Sagamiko Illumillion, Kanagawa
While Tokyo may have lots of illuminations, no single event in the entire Kanto region is as large as the Sagamiko Illumillion festival (that’s immumination and million in one word). It’s said that six million LED lights are used to create the Pleasure Forest at Lake Sagami Resort. With so much effort to set up the illumination, little wonder that the Sagamiko Illumillion is left up for almost 6 months every year.
As its name would suggest, through the Pleasure Forest lights have been arranged as they cross the rolling hills and venture up into the trees. Then there are the attractions like the Swan Palace, where a show is held combining lights, water and music to great effect. Elsewhere in the park, there are other great illuminations and animations, with 21 locations in total.
What’s nice about Lake Sagami Resort is that once you’ve had a good chance to admire all the light displays, there’s also all the amusement park with all its rides. This way you get illuminations and rides together in one entrance ticket.
Kingdom of Light
Japan has some rather entertaining yet unusual theme parks, with Huis Ten Bosch certainly being one. Based on a recreation of a Dutch village, this theme park north of Nagasaki also happens to host a pretty dazzling illumination. Called the Kingdom of Light, the Dutch houses, canals and windmills are all dressed up in as many as 13 million lights.
Throughout Huis Ten Bosch you’ll find some really special illuminations, whether it’s the Rainbow Flower Garden with its gleaming windmill or the whimsical Umbrella Street. Hard to beat though is the technicolour view from the Café of Light Sky above it all.
Besides the special light displays, the Kingdom of Light includes plenty of events, from the canal parade of illuminated neon floats to the largest audio-visual fountain show in all of Japan. And since the park is already pretending to be in Europe, finding a Christmas market here also makes complete sense.
Ashikaga Flower Fantasy
Once again showing the link between flower parks and illuminations is the festival held in Ashikaga Flower Park. Together, this park and festival are a huge draw for this lesser-seen part of Japan, situated outside the city of Ashikaga, north of Tokyo in the Kanto region.
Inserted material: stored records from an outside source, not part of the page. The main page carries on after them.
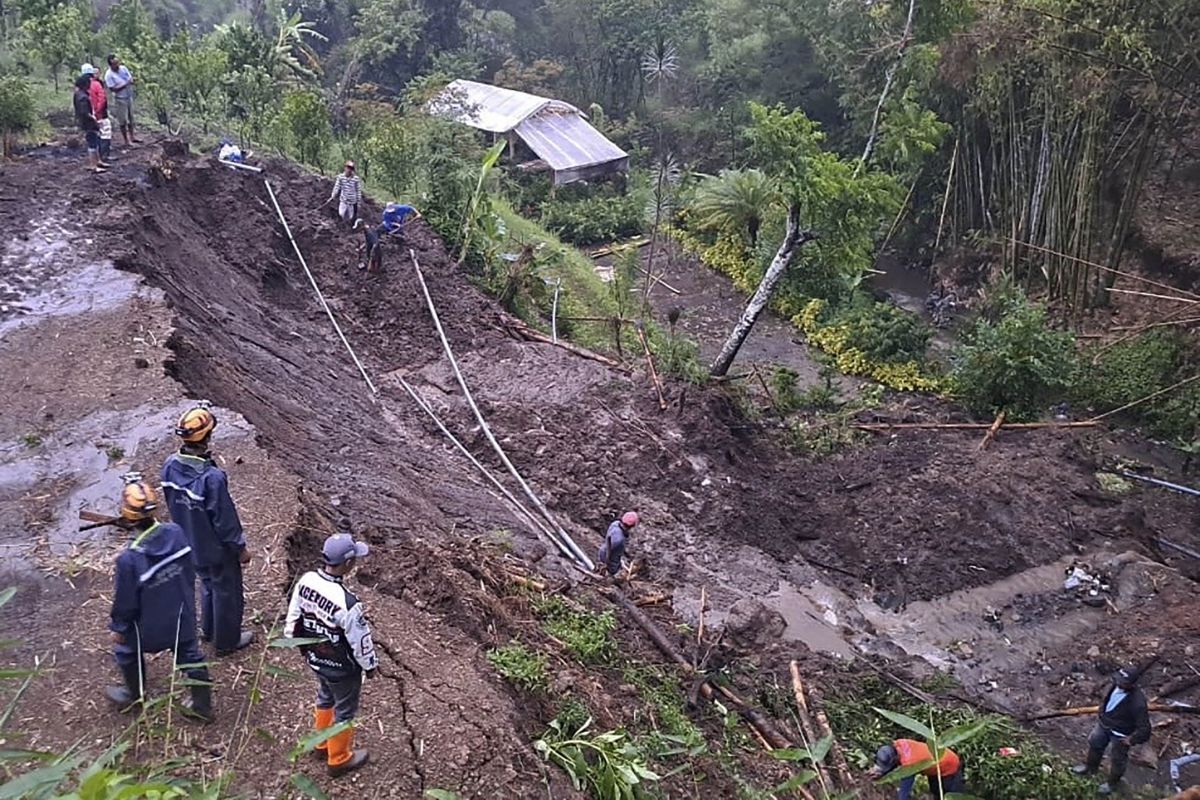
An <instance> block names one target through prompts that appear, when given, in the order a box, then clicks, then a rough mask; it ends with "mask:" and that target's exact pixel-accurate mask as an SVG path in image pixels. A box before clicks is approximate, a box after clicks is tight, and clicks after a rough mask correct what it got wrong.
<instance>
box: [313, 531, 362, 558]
mask: <svg viewBox="0 0 1200 800" xmlns="http://www.w3.org/2000/svg"><path fill="white" fill-rule="evenodd" d="M320 552H322V554H323V555H324V557H325V564H328V565H329V566H341V565H342V564H346V563H347V561H349V560H350V559H353V558H362V557H364V555H366V554H367V553H370V552H371V548H370V547H367V543H366V542H356V541H354V537H353V536H350V535H349V534H334V535H332V536H330V537H329V539H326V540H325V546H324V547H323V548H322V551H320Z"/></svg>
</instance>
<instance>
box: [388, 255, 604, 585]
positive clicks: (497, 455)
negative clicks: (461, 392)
mask: <svg viewBox="0 0 1200 800" xmlns="http://www.w3.org/2000/svg"><path fill="white" fill-rule="evenodd" d="M408 255H409V258H412V259H413V271H414V272H415V273H416V281H418V283H419V284H420V287H421V293H422V294H424V295H425V305H426V306H427V307H428V311H430V318H431V319H432V320H433V327H434V329H436V330H437V333H438V338H440V339H442V349H443V350H445V354H446V359H449V360H450V367H451V369H454V374H455V378H456V379H457V381H458V387H460V389H462V395H463V399H466V401H467V405H469V407H470V410H472V413H473V414H474V416H475V421H476V422H479V427H480V429H481V431H482V432H484V435H485V437H486V438H487V441H488V444H491V445H492V450H493V451H496V455H497V457H498V458H499V459H500V463H503V464H504V467H505V469H508V470H509V474H510V475H511V476H512V479H514V480H515V481H516V482H517V485H518V486H520V487H521V489H522V491H523V492H524V494H526V497H527V498H529V501H530V503H533V506H534V509H536V510H538V512H539V513H541V516H542V517H544V518H545V519H546V522H547V523H550V525H551V528H552V529H553V530H554V533H556V534H557V535H558V537H559V539H560V540H562V541H563V543H564V545H566V546H568V547H569V548H570V551H571V553H572V555H574V559H575V561H576V564H577V566H580V567H581V569H584V570H586V571H587V572H593V571H595V564H593V561H592V559H590V558H588V555H587V553H584V552H583V551H582V549H580V546H578V545H576V543H575V540H574V539H571V536H570V535H569V534H568V533H566V531H565V530H563V527H562V525H560V524H559V523H558V521H557V519H556V518H554V516H553V515H552V513H550V509H547V507H546V505H545V504H544V503H542V501H541V498H539V497H538V495H536V494H535V493H534V491H533V488H530V486H529V485H528V483H527V482H526V480H524V479H523V477H521V473H518V471H517V468H516V467H514V465H512V462H511V461H509V457H508V455H506V453H505V452H504V449H503V447H500V443H499V441H497V440H496V435H494V434H493V433H492V428H491V426H488V425H487V420H485V419H484V414H482V413H481V411H480V410H479V407H478V405H476V404H475V398H474V396H472V393H470V387H469V386H467V380H466V379H464V378H463V375H462V371H461V369H460V368H458V360H457V359H456V357H455V355H454V349H451V347H450V339H449V338H446V333H445V330H443V327H442V319H440V318H439V317H438V309H437V307H436V306H434V305H433V296H432V295H431V294H430V287H428V285H427V284H426V283H425V275H424V273H422V272H421V265H420V263H419V261H418V260H416V252H415V251H413V249H409V251H408Z"/></svg>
Running from late October through to early February, it’s a hard one to miss.
That Ashikaga Flower Park is already beautiful in the day time, let alone at night, thanks to its colourful variants of fuji plants, also known as wisteria. In fact, the night-time illuminations even play on their signature attraction, with hanging lights mimicking the park’s enchanting pink wisteria. Roughly four million LED lights across the park are used to create this effect, as well feature in light and music shows.
Even though it may not be the most accessible light show in Japan with its entry fee and location, the light shows here easily spectacular enough to justify the trip.